Emergency Medicine Department, Muhimbili University of Health and Allied Sciences, P.O. Box 65001, Dar es Salaam, Tanzania.
Emergency Medicine Department, Muhimbili National Hospital, Dar es Salaam, Tanzania.
BMC Pediatr. 2022 Jul 22;22(1):441. doi: 10.1186/s12887-022-03503-y.
Mortality among under-five children in Tanzania remains high. While early presentation for treatment increases likelihood of survival, delays to care are common and factors causing delay to presentation among critically ill children are unknown.

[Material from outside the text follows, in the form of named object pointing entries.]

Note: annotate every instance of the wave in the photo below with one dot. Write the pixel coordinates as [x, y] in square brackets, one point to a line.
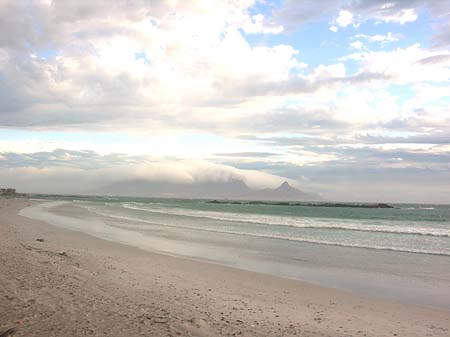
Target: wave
[268, 236]
[306, 223]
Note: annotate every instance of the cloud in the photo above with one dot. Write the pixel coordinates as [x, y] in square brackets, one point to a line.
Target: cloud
[68, 171]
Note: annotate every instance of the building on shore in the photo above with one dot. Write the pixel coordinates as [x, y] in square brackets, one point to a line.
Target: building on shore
[7, 191]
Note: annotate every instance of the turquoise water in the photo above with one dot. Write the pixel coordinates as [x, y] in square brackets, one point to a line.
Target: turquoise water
[398, 253]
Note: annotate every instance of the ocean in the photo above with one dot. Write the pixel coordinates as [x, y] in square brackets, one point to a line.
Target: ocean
[400, 253]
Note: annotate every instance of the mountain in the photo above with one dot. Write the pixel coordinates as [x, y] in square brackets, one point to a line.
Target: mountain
[232, 189]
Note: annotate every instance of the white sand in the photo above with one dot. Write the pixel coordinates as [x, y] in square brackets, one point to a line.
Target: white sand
[75, 285]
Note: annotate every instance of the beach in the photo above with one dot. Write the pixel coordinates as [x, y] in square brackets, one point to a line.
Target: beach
[59, 282]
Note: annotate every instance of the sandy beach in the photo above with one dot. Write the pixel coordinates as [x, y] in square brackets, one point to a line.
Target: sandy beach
[56, 282]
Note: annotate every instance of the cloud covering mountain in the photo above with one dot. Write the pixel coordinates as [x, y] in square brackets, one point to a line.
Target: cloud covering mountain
[347, 98]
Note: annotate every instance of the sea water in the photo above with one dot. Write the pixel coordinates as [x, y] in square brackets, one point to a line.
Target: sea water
[400, 253]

In this study delay was defined as presentation to the emergency department of tertially hospital i.e. Muhimbili National Hospital, more than 48 h from the onset of the index illness.
This was a prospective cohort study of critically ill children aged 28 days to 14 years attending emergency department at Muhimbili National Hospital in Tanzania from September 2019 to January 2020. We documented demographics, time to ED presentation, ED interventions and 30-day outcome. The primary outcome was the association of delay with mortality and secondary outcomes were predictors of delay among critically ill paediatric patients. Logistic regression and relative risk were calculated to measure the strength of the predictor and the relationship between delay and mortality respectively.

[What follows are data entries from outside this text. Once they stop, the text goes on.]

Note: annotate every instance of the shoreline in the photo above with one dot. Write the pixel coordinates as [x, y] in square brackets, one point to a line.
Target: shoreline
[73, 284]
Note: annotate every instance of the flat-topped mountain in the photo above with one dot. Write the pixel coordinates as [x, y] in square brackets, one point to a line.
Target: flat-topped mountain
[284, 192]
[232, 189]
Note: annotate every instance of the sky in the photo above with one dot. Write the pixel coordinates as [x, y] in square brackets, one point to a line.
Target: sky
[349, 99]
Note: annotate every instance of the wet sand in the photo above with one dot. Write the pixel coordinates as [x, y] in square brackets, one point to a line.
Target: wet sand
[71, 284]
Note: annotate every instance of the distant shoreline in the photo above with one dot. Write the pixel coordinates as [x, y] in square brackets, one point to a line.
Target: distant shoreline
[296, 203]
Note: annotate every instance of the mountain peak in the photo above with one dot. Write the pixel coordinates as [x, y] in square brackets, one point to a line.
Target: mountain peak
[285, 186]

We enrolled 440 (59.1%) critically ill children, their median age was 12 [IQR = 9-60] months and 63.9% were males. The median time to Emergency Department arrival was 3 days [IQR = 1-5] and more than half (56.6%) of critically ill children presented to Emergency Department in > 48 h whereby being an infant, self-referral and belonging to poor family were independent predictors of delay. Infants and those referred from other facilities had 2.4(95% CI 1.4-4.0) and 1.8(95% CI 1.1-2.8) times increased odds of presenting late to the Emergency Department respectively. The overall 30-day in-hospital mortality was 26.5% in which those who presented late were 1.3 more likely to die than those who presented early (RR = 1.3, CI: 0.9-1.9). Majority died > 24 h of Emergency Department arrival (P-value = 0.021).

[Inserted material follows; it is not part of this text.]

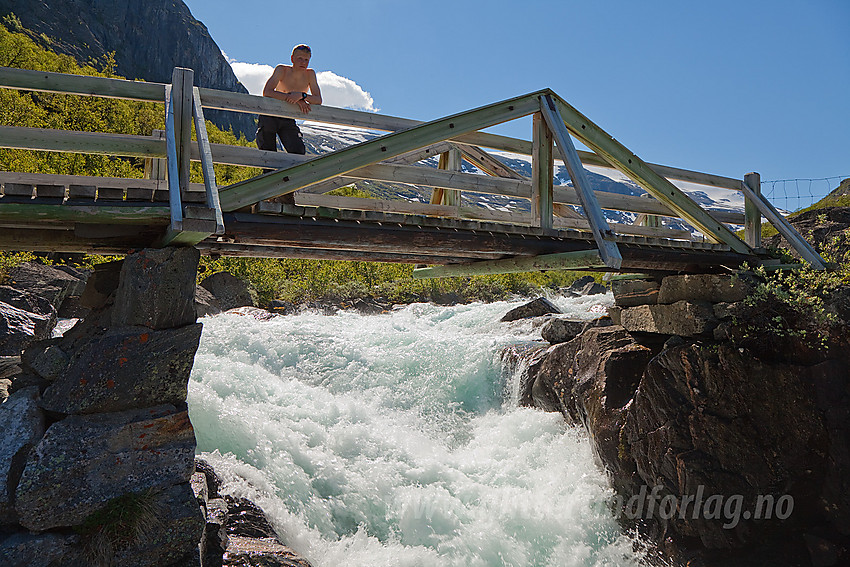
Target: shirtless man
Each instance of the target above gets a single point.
(290, 84)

The risk of in-hospital mortality among children who presented to the ED later than 48 h after onset of illness was 1.3 times higher than for children who presented earlier than 48 h. It could be anywhere from 10% lower to 90% higher than the point estimate. However, the effect size was statistically not significant since the confidence interval included the null value Qualitative and time-motion studies are needed to evaluate the care pathway of critically ill pediatric patients to identify preventable delays in care.
坦桑尼亚五岁以下儿童的死亡率仍然很高。虽然早期接受治疗可增加生存机会,但护理延迟很常见,且导致重病儿童就诊延迟的因素尚不清楚。在这项研究中,延迟被定义为从发病开始到 tertiary 医院即姆万扎国家医院急诊就诊超过 48 小时。
这是一项前瞻性队列研究,研究对象为 2019 年 9 月至 2020 年 1 月期间在坦桑尼亚姆万扎国家医院急诊就诊的年龄在 28 天至 14 岁之间的危重病儿童。我们记录了人口统计学数据、到达急诊的时间、急诊干预措施和 30 天的结局。主要结局是延迟与死亡率的关系,次要结局是危重病患儿延迟的预测因素。使用逻辑回归和相对风险来衡量预测因素的强度以及延迟与死亡率之间的关系。
我们共纳入了 440 名(59.1%)危重病儿童,其平均年龄为 12 [IQR=9-60] 个月,其中 63.9%为男性。到达急诊的中位数时间为 3 天 [IQR=1-5],超过一半(56.6%)的危重病儿童在超过 48 小时后才到急诊就诊,其中婴儿、自行就诊和来自贫困家庭是延迟就诊的独立预测因素。婴儿和从其他医疗机构转来的儿童到急诊就诊的时间分别延迟 2.4 倍(95%CI 1.4-4.0)和 1.8 倍(95%CI 1.1-2.8)。总的 30 天院内死亡率为 26.5%,其中就诊时间晚的患者死亡的可能性比就诊时间早的患者高 1.3 倍(RR=1.3,CI:0.9-1.9)。大多数患者在到达急诊后超过 24 小时死亡(P 值=0.021)。
在发病后 48 小时以上到达急诊的儿童与在发病后 48 小时内到达急诊的儿童相比,住院死亡率高 1.3 倍。其风险可能比点估计值低 10%至高 90%。然而,由于置信区间包含零值,因此效应大小在统计学上没有意义。需要进行定性和时间运动研究,以评估危重病儿童的护理途径,以确定可预防的护理延迟。